IT entrepreneurship – the transatlantic view

14 Nov 2006 | Viewpoint
US streets paved with venture-capital gold? That would come as a surprise to most American entrepreneurs, says Jonathan Zuck.

Jonathan Zuck: American entrepreneurs fret just as much.

Entrepreneurs in Europe often look longingly across the ocean to America, imagining streets paved with venture-capital gold. “That would come as a surprise to most American entrepreneurs,” says Jonathan Zuck, a small-business lobbyist and professional networker on both sides of the Atlantic.

Research by Zuck's organisation, the 3,000-member Association for Competitive Technology, finds American entrepreneurs fret no less about fund-raising than do Europeans; it’s all relative. In fact, he says, entrepreneurs on both sides of the Atlantic stay up worrying at night about much the same issues.

That universalist view of small business has prompted Zuck this past autumn to try expanding his US-based network to Europe – recruiting new members, organising workshops, and Europeanising his online reference library for entrepreneurs, www.innovators-network.org. An entrepreneur himself (books, software), Zuck recently offered Science|Business editor Richard L. Hudson this transatlantic view of entrepreneurship.

What do American and European entrepreneurs have in common?
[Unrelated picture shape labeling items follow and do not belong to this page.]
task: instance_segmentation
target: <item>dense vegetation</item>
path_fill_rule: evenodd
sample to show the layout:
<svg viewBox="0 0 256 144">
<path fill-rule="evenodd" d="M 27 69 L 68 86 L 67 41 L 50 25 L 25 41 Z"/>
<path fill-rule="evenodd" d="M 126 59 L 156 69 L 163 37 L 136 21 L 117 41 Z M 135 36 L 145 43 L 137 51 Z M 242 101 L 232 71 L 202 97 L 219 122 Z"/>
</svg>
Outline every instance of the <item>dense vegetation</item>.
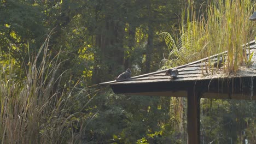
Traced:
<svg viewBox="0 0 256 144">
<path fill-rule="evenodd" d="M 136 75 L 225 50 L 236 71 L 246 59 L 231 45 L 255 37 L 246 21 L 255 7 L 231 1 L 1 1 L 1 142 L 186 143 L 185 98 L 116 95 L 96 84 L 127 68 Z M 229 35 L 241 40 L 224 43 Z M 255 104 L 202 99 L 201 142 L 256 142 Z"/>
</svg>

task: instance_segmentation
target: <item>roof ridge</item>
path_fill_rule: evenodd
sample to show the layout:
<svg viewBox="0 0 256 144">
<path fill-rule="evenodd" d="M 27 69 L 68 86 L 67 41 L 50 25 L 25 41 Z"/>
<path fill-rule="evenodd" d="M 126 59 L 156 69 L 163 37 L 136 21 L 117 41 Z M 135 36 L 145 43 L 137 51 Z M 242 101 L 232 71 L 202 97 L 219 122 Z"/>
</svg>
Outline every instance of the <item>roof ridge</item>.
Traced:
<svg viewBox="0 0 256 144">
<path fill-rule="evenodd" d="M 249 45 L 251 45 L 252 44 L 253 44 L 254 43 L 254 44 L 255 44 L 255 40 L 254 40 L 253 41 L 250 41 L 249 43 L 246 43 L 246 45 L 248 45 L 248 44 L 249 44 Z M 245 45 L 243 45 L 242 46 L 245 46 Z M 254 47 L 250 48 L 250 49 L 252 49 L 252 48 L 254 48 Z M 227 53 L 228 53 L 228 51 L 224 51 L 224 52 L 220 52 L 220 53 L 219 53 L 215 54 L 214 55 L 208 57 L 205 57 L 204 58 L 202 58 L 202 59 L 200 59 L 199 60 L 197 60 L 197 61 L 194 61 L 194 62 L 190 62 L 190 63 L 186 64 L 184 64 L 184 65 L 179 65 L 179 66 L 178 66 L 178 67 L 176 67 L 171 68 L 171 69 L 183 68 L 185 67 L 188 66 L 188 65 L 192 65 L 192 64 L 197 64 L 197 63 L 199 63 L 200 62 L 202 62 L 202 61 L 205 61 L 205 60 L 211 59 L 212 58 L 216 57 L 222 55 L 226 54 Z M 168 69 L 165 69 L 165 70 L 160 70 L 160 71 L 154 71 L 154 72 L 152 72 L 152 73 L 147 73 L 147 74 L 142 74 L 142 75 L 137 75 L 137 76 L 133 76 L 133 77 L 131 77 L 131 80 L 137 79 L 137 78 L 140 78 L 140 77 L 144 77 L 144 76 L 149 76 L 149 75 L 154 75 L 154 74 L 159 74 L 159 73 L 164 73 L 164 72 L 166 72 Z M 125 81 L 125 80 L 124 80 L 123 81 Z M 106 85 L 106 84 L 109 84 L 109 83 L 114 83 L 114 82 L 121 82 L 121 81 L 117 81 L 116 80 L 114 80 L 114 81 L 108 81 L 108 82 L 106 82 L 100 83 L 99 85 Z"/>
</svg>

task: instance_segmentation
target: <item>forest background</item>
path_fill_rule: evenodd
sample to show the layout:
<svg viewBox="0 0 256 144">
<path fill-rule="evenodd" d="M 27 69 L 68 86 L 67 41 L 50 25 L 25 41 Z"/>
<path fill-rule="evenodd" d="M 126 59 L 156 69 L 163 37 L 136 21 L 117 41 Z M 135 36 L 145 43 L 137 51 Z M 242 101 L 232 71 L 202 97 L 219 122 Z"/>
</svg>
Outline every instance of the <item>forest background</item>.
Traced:
<svg viewBox="0 0 256 144">
<path fill-rule="evenodd" d="M 2 142 L 185 143 L 186 99 L 97 83 L 155 71 L 190 1 L 1 0 Z M 208 1 L 191 1 L 199 14 Z M 201 10 L 201 11 L 200 11 Z M 199 14 L 199 15 L 200 15 Z M 201 101 L 202 143 L 256 141 L 253 101 Z"/>
</svg>

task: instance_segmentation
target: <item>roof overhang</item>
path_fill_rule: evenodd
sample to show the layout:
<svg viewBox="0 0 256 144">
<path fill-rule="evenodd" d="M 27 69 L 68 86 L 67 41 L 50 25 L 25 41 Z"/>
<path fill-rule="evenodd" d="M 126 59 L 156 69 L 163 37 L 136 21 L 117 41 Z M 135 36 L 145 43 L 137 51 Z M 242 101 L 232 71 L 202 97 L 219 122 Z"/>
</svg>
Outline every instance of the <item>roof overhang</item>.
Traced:
<svg viewBox="0 0 256 144">
<path fill-rule="evenodd" d="M 247 45 L 254 51 L 253 61 L 255 65 L 249 69 L 245 68 L 244 71 L 236 75 L 222 75 L 222 68 L 214 68 L 212 74 L 209 74 L 204 69 L 209 61 L 216 62 L 220 56 L 225 58 L 226 51 L 174 68 L 179 71 L 176 79 L 165 75 L 167 70 L 165 70 L 132 77 L 129 80 L 113 81 L 100 85 L 109 85 L 117 94 L 186 97 L 188 92 L 194 91 L 199 92 L 201 97 L 205 98 L 256 100 L 255 40 Z"/>
</svg>

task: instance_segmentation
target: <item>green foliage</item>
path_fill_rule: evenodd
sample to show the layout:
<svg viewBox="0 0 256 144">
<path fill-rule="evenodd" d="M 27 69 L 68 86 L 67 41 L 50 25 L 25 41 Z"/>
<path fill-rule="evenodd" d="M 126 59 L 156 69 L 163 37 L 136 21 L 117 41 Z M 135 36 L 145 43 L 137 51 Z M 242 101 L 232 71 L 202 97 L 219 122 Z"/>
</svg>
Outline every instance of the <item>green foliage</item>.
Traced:
<svg viewBox="0 0 256 144">
<path fill-rule="evenodd" d="M 238 66 L 247 62 L 243 55 L 243 44 L 254 37 L 254 29 L 248 20 L 255 6 L 251 1 L 207 1 L 205 13 L 196 17 L 193 1 L 183 12 L 180 38 L 175 41 L 168 33 L 162 33 L 168 47 L 168 59 L 162 60 L 162 69 L 188 63 L 228 50 L 224 64 L 229 74 L 235 73 Z M 208 67 L 210 68 L 211 62 Z"/>
<path fill-rule="evenodd" d="M 2 143 L 77 143 L 83 139 L 86 121 L 93 113 L 74 109 L 76 98 L 88 90 L 74 86 L 61 87 L 62 75 L 57 75 L 61 64 L 56 55 L 48 52 L 50 37 L 31 57 L 26 79 L 16 81 L 10 64 L 1 64 L 0 73 L 0 139 Z M 43 54 L 42 61 L 37 61 Z M 13 61 L 10 59 L 10 61 Z M 6 73 L 6 72 L 8 72 Z"/>
</svg>

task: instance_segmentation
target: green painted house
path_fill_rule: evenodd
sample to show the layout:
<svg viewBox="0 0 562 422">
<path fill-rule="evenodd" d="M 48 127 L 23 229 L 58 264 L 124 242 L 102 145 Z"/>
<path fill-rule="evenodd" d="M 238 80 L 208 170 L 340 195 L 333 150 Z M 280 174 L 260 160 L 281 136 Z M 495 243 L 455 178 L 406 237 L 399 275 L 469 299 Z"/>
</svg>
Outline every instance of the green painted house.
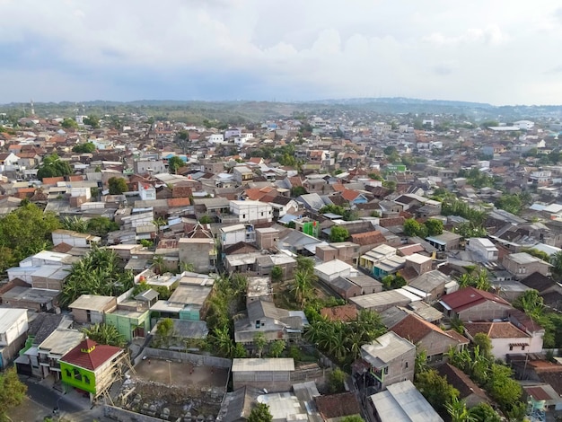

We’ve had focus groups on this – what challenges do you face? We wrote down 80 items on pieces of paper and hung them up on the wall, and then tried to narrow them down. When you have them all up around the wall, whether in Europe or the US, they’re identical: it has to do with access to markets, access to venture capital, loans. It has to do with intellectual property. They fall into two categories in both the US and Europe: one category is the environmental variables – financial market barriers, for instance – and the other has to do with a lack of knowledge about how to run a business.

One of the interesting features of an entrepreneur is they tend towards domain expertise, and not procedural expertise. In IT, for instance, they don’t have MBAs; they have computer science degrees. They know the substance of what they’re doing, not how to run a business.

But there are differences?

There’s a stigma of failure in Europe that doesn’t really exist in the U.S. (At a workshop) an SME in Poland said European entrepreneurs spend more of their time trying not to fail than they do trying to succeed.

And the difference in the environment?

Well, there’s just a little bit of more of everything here (in Europe.) Many of the same kinds of regulations exist in Europe as in the US, but they all just seem a little more onerous in Europe. The nature of public, European policy is top-down. If you start looking at these 10-point plans, they have an almost Soviet feel to them: ‘If we are missing venture capitalists, then we will make sure there are venture capitalists.’

Take incentives policy. Europe has structured its programs as grants instead of incentives.

There’s a real difference between self-selecting into an incentive program and navigating a maze to get to a grant. Most incentive policy in Europe is grant-based: "We’ve set aside this amount of money to help you and here’s the application process to get it." There’s a whole cottage industry of people whose job is to get it. You not only create a large bureaucracy, but you create so many hurdles that only a few businesses try; and they end up being the larger ones. It becomes more profitable to lobby a big company for a percentage of the grant than to get that directly out of the Commission.

Is it changing?

I think because of the objective set out by the Barcelona agreement (to raise European R&D spending to 3 per cent of gross domestic product from 1.9 per cent today), there’s a more aggressive approach by the Commission to create an environment conducive to investment. For instance, R&D tax credits: making those liberal enough to be inclusive for small business.

Why does this matter?

The why-bother: it’s entrepreneurial businesses that are able to fill the cracks in the economy. When you build a wall you need a combination of big stones and little ones. It’s the same with the economy. When there’s a huge shift in a sector, these small businesses are often agile enough to find a business model that there’s now room for, and pick up people who have been displaced.